With renewable generation projects that have already been built, or are under construction, accounting for 14,500GWh, this leaves at least another 13,824 GWh worth of projects to be built by 2020 to meet a 20 per cent target, says Brazzale – as opposed to the 11,000 GWh recommended by ACIL Allen.
As we have noted before on RenewEconomy, conflicting modelling has been at the centre of the debate over the future of Australia’s renewable energy target.

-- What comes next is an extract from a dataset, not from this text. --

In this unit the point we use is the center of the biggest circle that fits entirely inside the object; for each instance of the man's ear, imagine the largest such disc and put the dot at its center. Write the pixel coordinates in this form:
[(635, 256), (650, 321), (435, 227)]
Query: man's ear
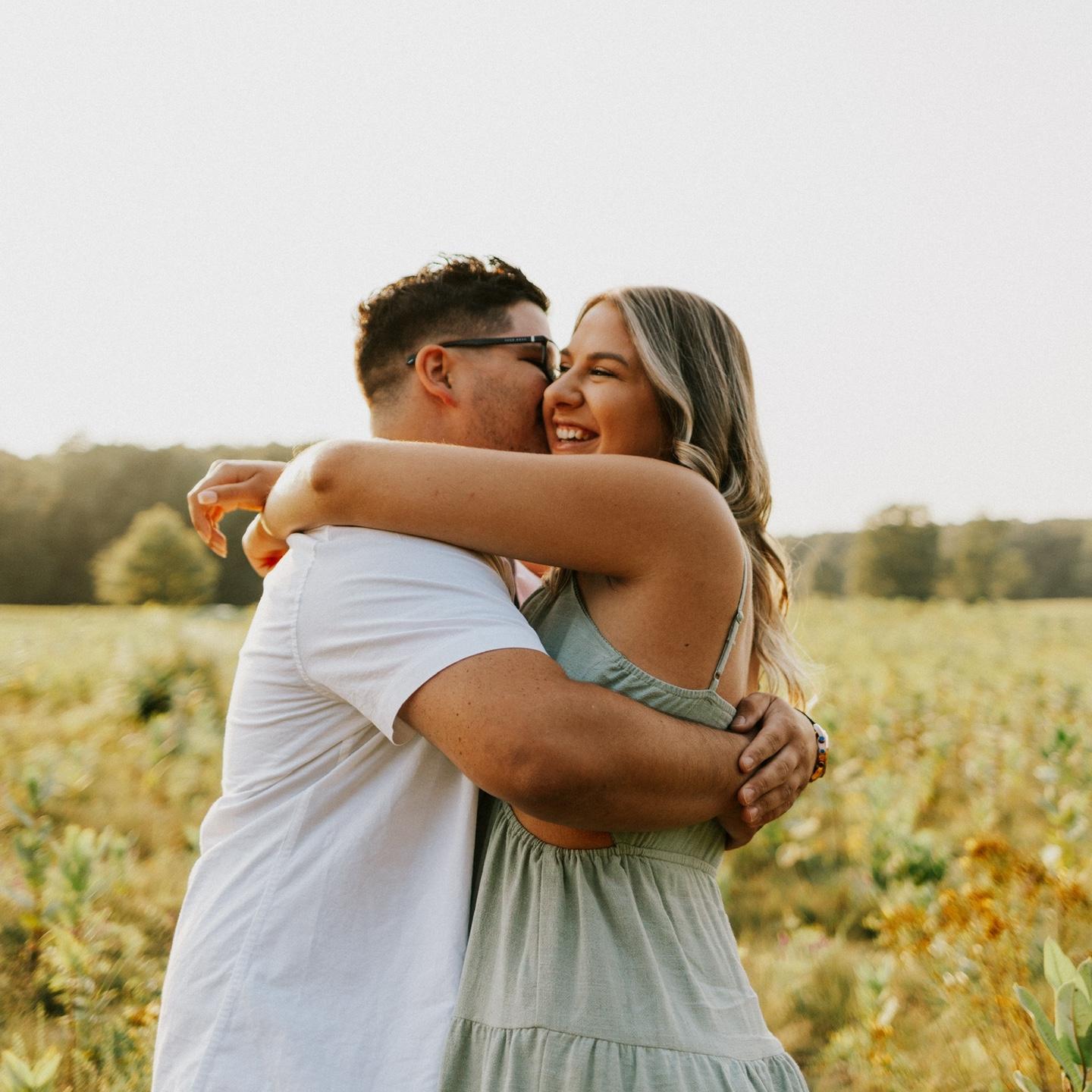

On one side, a range of independent consultants including Bloomberg New Energy Finance and Schneider, say that the RET is a good thing and delivers benefits. According to their modelling, scrapping it would push customer bills higher, and achieve little but the ongoing protection of the incumbent industries.
On the other side, consultants like ACIL Allen – whose reports are used by those incumbent fossil fuel generators, like EnergyAustralia, to argue for a big reduction in the RET – say the opposite; that it is the consumer, not them, that will be the biggest victim of the current RET policy.